The Process of How to Create a Vector Database With GIS
- 1). Define the elements in your vector map to which you wish to assign attributes. A vector map is made up of points, straight lines, arcs (curved lines) and polygons (areas enclosed by lines and arcs), but, depending on the kind of information you wish to analyze with your GIS, you should focus your attention on a single kind of element. In order to analyze the length of roads between points, for instance, you would use lines and arcs (roads) as your elements. If your GIS analyzes area attributes, like literacy rates in different sections of a country, you would use the polygons in your map
- 2). Identify each of the elements you wish to analyze with an easy-to-remember name. Depending on your data, the geographic data may already have a name, such as "Highway 101" in the case of a line or "State of Kentucky" in the case of a polygon. If you are using geographic elements without a previous name, like an area made up of small parts of many different jurisdictions, be sure to use a name that will be easy to remember and manipulate when you work with your data.
- 3). Open a spreadsheet or database program. Alternatively, you can use the database function in any of the many specialized GIS softwares.
- 4). Create a title for the first column in your spreadsheet or database. Call the column "Element."
- 5). Fill the first column with all of the elements (lines, arcs, points or polygons) you wish to analyze in this GIS.
- 6). Create another column with the title "Attribute." You can also use a more specific title like "length" or "literacy rate."
- 7). Fill the second column with the relevant data for each attribute.
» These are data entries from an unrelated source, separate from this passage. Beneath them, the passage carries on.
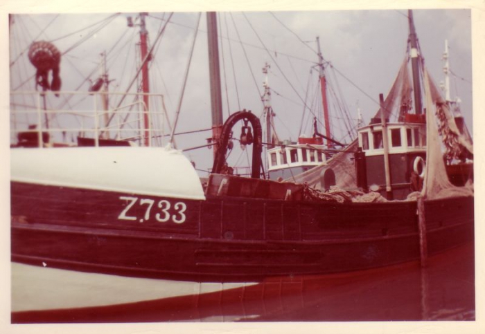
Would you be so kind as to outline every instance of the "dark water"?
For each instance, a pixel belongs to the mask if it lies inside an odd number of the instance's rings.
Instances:
[[[200,296],[13,313],[12,322],[475,320],[473,244],[418,263],[285,277]]]

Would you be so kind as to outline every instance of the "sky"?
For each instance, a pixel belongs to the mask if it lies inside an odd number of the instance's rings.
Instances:
[[[94,28],[79,31],[80,29],[112,14],[54,12],[17,17],[10,35],[10,63],[14,62],[10,69],[11,87],[33,89],[33,79],[28,79],[35,73],[35,68],[28,62],[25,50],[30,41],[43,39],[53,41],[62,53],[69,50],[61,62],[63,90],[87,91],[89,82],[85,82],[80,88],[80,84],[94,70],[90,79],[96,80],[100,53],[112,50],[107,57],[109,75],[113,80],[109,91],[125,91],[136,71],[135,44],[139,41],[139,28],[128,27],[127,17],[132,17],[137,23],[138,12],[116,16],[105,28],[77,45]],[[278,136],[281,140],[295,141],[299,134],[311,136],[312,113],[321,118],[315,67],[315,39],[319,36],[329,82],[327,93],[333,136],[340,142],[350,142],[349,130],[342,120],[350,117],[355,124],[360,110],[367,123],[377,111],[379,94],[387,95],[405,55],[409,33],[407,15],[407,10],[403,9],[219,12],[224,119],[229,113],[242,109],[261,115],[261,95],[265,80],[262,68],[267,62],[271,66],[268,80]],[[459,97],[466,122],[472,129],[470,10],[416,10],[414,15],[425,64],[436,84],[444,80],[441,57],[445,40],[448,40],[454,73],[450,77],[451,97]],[[149,12],[146,23],[151,44],[155,41],[168,16],[167,12]],[[172,124],[198,17],[197,12],[175,12],[157,46],[152,62],[151,91],[164,95]],[[70,35],[71,33],[76,33]],[[176,132],[211,127],[205,14],[200,17],[197,35]],[[26,82],[19,86],[19,83]],[[111,104],[116,101],[114,98]],[[53,106],[59,103],[53,98]],[[303,113],[305,103],[312,113],[308,110]],[[76,106],[89,109],[92,104]],[[159,109],[161,104],[154,104],[154,108]],[[342,109],[347,113],[342,113]],[[234,136],[238,138],[239,129],[235,130]],[[203,145],[209,136],[209,131],[177,136],[177,147],[186,149]],[[231,163],[247,165],[250,154],[250,149],[242,151],[236,147],[231,153]],[[202,171],[211,167],[212,154],[207,148],[188,151],[186,154],[195,163],[201,176],[205,174]]]

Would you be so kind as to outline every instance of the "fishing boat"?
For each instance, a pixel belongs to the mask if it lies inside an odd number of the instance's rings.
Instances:
[[[412,22],[411,12],[409,17]],[[210,28],[216,26],[215,13],[208,13],[207,21],[210,53],[217,55],[217,32]],[[143,43],[143,28],[141,31],[139,72],[144,72],[151,50]],[[448,180],[434,120],[436,113],[446,121],[440,123],[440,129],[445,129],[442,131],[454,138],[453,142],[461,143],[454,147],[472,149],[455,131],[454,118],[446,103],[434,94],[425,71],[425,114],[408,113],[403,121],[386,124],[385,113],[390,107],[384,102],[380,122],[360,129],[358,142],[346,149],[360,147],[352,151],[351,163],[361,189],[325,192],[308,183],[261,178],[263,131],[258,116],[242,110],[222,123],[217,93],[212,95],[211,138],[216,150],[212,173],[204,185],[182,152],[170,146],[152,146],[159,129],[151,127],[150,118],[157,111],[150,110],[151,98],[146,92],[138,94],[134,102],[120,102],[116,107],[132,110],[139,117],[138,124],[143,124],[136,129],[139,135],[132,137],[137,147],[131,147],[130,140],[120,136],[108,136],[118,129],[101,126],[100,120],[109,123],[116,118],[116,110],[98,109],[96,98],[92,99],[94,108],[89,111],[91,122],[75,130],[79,133],[77,142],[57,143],[55,139],[64,134],[46,126],[48,115],[69,115],[71,111],[46,110],[42,104],[47,95],[64,93],[49,79],[50,71],[58,68],[58,52],[53,44],[35,44],[30,51],[32,58],[44,55],[52,64],[37,67],[36,82],[42,89],[35,93],[37,122],[15,132],[10,149],[11,259],[19,273],[14,272],[17,282],[32,284],[26,278],[29,272],[48,270],[66,279],[69,276],[63,276],[63,272],[83,273],[87,279],[107,275],[116,277],[113,281],[119,279],[125,284],[132,281],[118,277],[163,280],[170,287],[170,296],[165,291],[154,293],[156,298],[198,295],[204,291],[202,286],[212,287],[211,292],[240,292],[248,284],[278,277],[352,272],[419,260],[425,263],[428,256],[473,240],[473,188],[470,180],[466,186]],[[423,65],[415,46],[412,45],[409,54],[413,63]],[[220,86],[217,63],[211,61],[209,66],[213,87]],[[94,91],[87,92],[88,98],[107,95],[105,91]],[[133,106],[137,109],[132,109]],[[243,124],[241,141],[253,147],[249,178],[232,174],[226,161],[233,129],[239,122]],[[425,133],[425,140],[421,137],[419,145],[409,141],[416,138],[407,136],[414,129]],[[395,145],[396,129],[401,136],[400,146]],[[130,131],[132,133],[133,129]],[[422,169],[417,176],[422,177],[423,185],[414,189],[414,197],[403,193],[398,196],[395,192],[396,198],[405,199],[386,199],[379,193],[382,182],[372,178],[378,169],[374,166],[381,164],[384,167],[378,168],[385,175],[379,177],[389,181],[385,166],[396,163],[391,157],[397,152],[385,148],[388,146],[386,131],[391,148],[403,149],[395,156],[405,161],[399,165],[406,166],[406,171],[421,158],[418,165]],[[379,133],[383,138],[382,148],[376,139]],[[366,133],[371,133],[369,145]],[[337,156],[333,157],[334,161],[338,161]],[[378,187],[372,187],[373,183]],[[386,195],[392,192],[392,183],[384,184]],[[169,285],[168,281],[175,283]],[[44,303],[33,306],[27,303],[16,310],[93,306],[77,305],[72,297],[73,302],[67,306],[46,305],[50,301],[44,299]],[[140,300],[137,298],[142,298],[141,294],[125,302]],[[122,299],[116,303],[122,304]]]

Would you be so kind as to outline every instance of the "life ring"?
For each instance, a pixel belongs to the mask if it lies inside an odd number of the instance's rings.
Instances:
[[[421,172],[419,172],[419,165],[421,165]],[[414,163],[413,164],[413,170],[414,173],[418,174],[418,176],[423,178],[424,178],[425,170],[426,169],[426,163],[423,158],[421,156],[416,156],[414,158]]]

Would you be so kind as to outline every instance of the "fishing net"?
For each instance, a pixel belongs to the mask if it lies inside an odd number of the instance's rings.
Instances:
[[[448,130],[446,131],[443,132],[442,130],[444,140],[447,139],[447,136],[452,137],[452,133],[455,138],[454,142],[460,142],[464,140],[459,139],[459,131],[455,124],[454,118],[451,115],[446,115],[446,113],[448,113],[449,109],[444,104],[436,86],[431,83],[427,71],[425,71],[424,77],[427,136],[426,136],[426,168],[421,194],[428,199],[473,196],[473,185],[468,184],[465,187],[456,187],[448,179],[441,152],[443,142],[439,129],[443,129],[443,128],[448,127]],[[439,127],[437,122],[440,124]]]

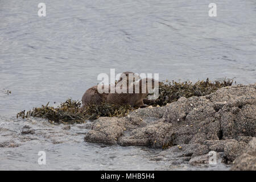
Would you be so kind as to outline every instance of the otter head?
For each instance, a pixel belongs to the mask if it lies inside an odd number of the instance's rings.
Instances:
[[[141,77],[138,74],[135,74],[131,72],[125,72],[121,73],[121,75],[120,76],[120,78],[119,78],[118,82],[123,81],[123,78],[126,77],[126,81],[128,83],[129,81],[129,75],[131,76],[132,78],[133,78],[132,82],[136,81],[141,78]]]
[[[148,94],[152,93],[155,88],[155,86],[158,86],[157,85],[155,85],[156,84],[155,84],[156,81],[154,78],[150,78],[140,79],[134,82],[135,86],[134,89],[135,90],[134,91],[135,93]]]

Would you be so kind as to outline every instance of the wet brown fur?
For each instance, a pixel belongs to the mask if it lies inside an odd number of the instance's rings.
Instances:
[[[146,81],[146,93],[142,93],[142,82],[145,81]],[[135,93],[135,86],[134,84],[130,86],[130,87],[133,87],[133,93],[129,93],[129,88],[127,89],[127,93],[110,93],[108,95],[106,102],[109,103],[113,103],[119,105],[130,104],[133,107],[141,107],[144,106],[145,105],[143,103],[143,99],[146,98],[148,93],[147,90],[147,81],[151,78],[143,78],[137,84],[139,84],[139,93]],[[152,86],[154,88],[154,80],[152,80]]]
[[[134,73],[131,72],[125,72],[123,73],[125,74],[127,77],[127,85],[128,88],[129,84],[129,74]],[[135,78],[134,78],[134,80]],[[117,82],[122,81],[122,78],[121,77]],[[102,85],[102,89],[104,89],[104,85]],[[88,106],[91,104],[100,105],[102,102],[106,101],[108,93],[100,93],[97,90],[98,85],[93,86],[89,89],[88,89],[85,93],[84,94],[82,97],[82,106]],[[110,93],[110,87],[109,86],[109,93]]]

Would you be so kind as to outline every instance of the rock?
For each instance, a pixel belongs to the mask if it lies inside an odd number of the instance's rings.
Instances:
[[[236,140],[228,140],[224,143],[224,159],[226,163],[230,163],[240,156],[245,150],[247,143],[237,142]]]
[[[222,88],[208,96],[138,109],[123,118],[100,118],[85,140],[164,148],[159,153],[163,159],[186,161],[214,151],[230,163],[256,135],[255,104],[256,84]]]
[[[237,158],[231,170],[256,171],[256,138],[250,142],[243,154]]]

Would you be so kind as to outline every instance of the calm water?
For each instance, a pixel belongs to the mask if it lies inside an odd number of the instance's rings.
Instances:
[[[0,122],[48,101],[81,99],[110,68],[255,82],[254,0],[214,1],[212,18],[203,0],[43,2],[46,17],[35,1],[0,1]]]

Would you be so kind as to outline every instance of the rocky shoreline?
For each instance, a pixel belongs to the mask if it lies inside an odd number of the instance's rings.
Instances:
[[[209,164],[210,151],[232,169],[256,169],[256,84],[222,88],[123,118],[88,123],[86,142],[163,148],[156,160]]]

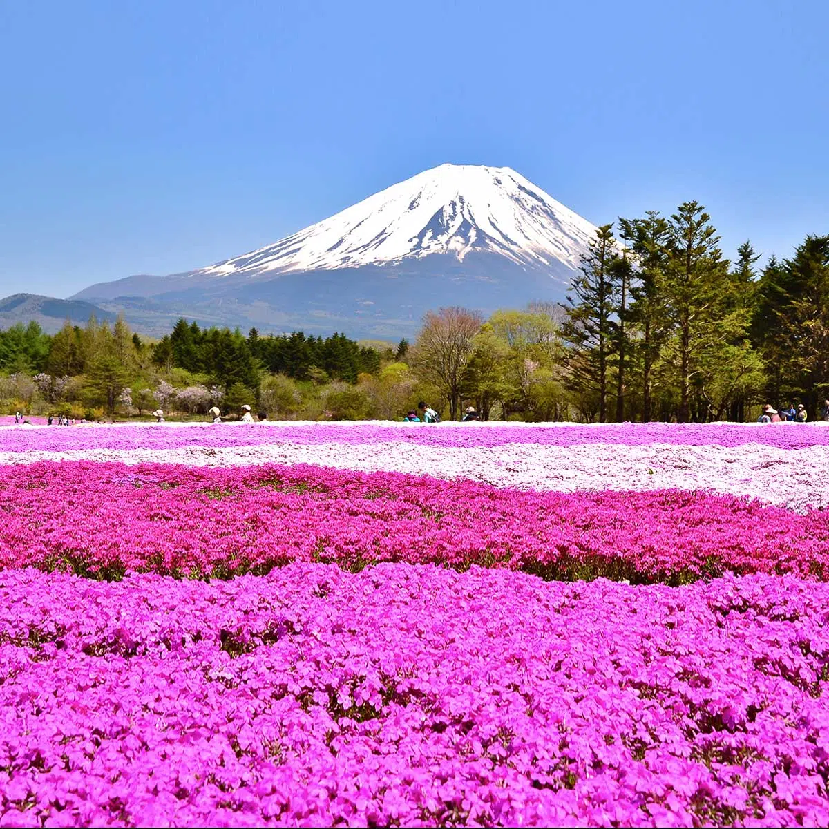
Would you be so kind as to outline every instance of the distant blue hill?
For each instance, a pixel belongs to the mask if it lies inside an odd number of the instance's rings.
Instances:
[[[73,325],[83,325],[95,315],[99,322],[112,322],[116,314],[83,299],[56,299],[36,293],[12,293],[0,299],[0,328],[17,322],[24,325],[34,320],[44,331],[54,334],[68,319]]]

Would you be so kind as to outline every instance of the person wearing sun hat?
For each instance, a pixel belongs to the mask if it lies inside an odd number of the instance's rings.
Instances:
[[[763,407],[763,414],[757,419],[757,422],[781,423],[782,419],[778,410],[770,403],[767,403]]]

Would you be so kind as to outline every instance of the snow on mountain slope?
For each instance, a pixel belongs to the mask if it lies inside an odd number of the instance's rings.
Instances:
[[[252,253],[191,272],[255,276],[499,254],[575,270],[595,225],[508,167],[443,164]]]

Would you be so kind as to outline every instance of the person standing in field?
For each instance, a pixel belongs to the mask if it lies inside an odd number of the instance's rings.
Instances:
[[[431,407],[427,406],[423,400],[417,405],[417,407],[423,412],[424,423],[440,423],[440,416],[438,413]]]
[[[781,423],[780,414],[778,410],[770,404],[767,403],[763,407],[763,414],[757,419],[758,423]]]

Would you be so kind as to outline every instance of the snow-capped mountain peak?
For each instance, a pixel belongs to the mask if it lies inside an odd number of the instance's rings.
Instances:
[[[252,253],[193,276],[273,275],[498,254],[574,270],[595,226],[508,167],[442,164]]]

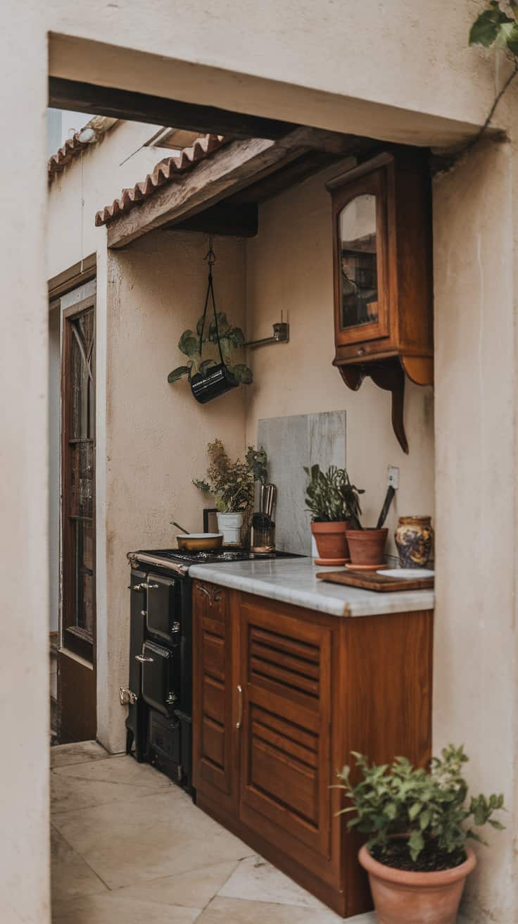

If the inhabitants of the hypothetical polygon "Southwest 7," for example, have a literacy rate of 93 percent, write the value into the cell to the right of the element.
- 8). Create new columns with any more data that you can attribute to each element, such as "average temperature," "infant mortality rate" or "median income," and enter the relevant data.
- 9). Save your database. This database is the foundation of your GIS and contains all of the information about the geographic area you are studying, which you can later manipulate (separate into percentiles, organize into averages, etc.) or present graphically as a map.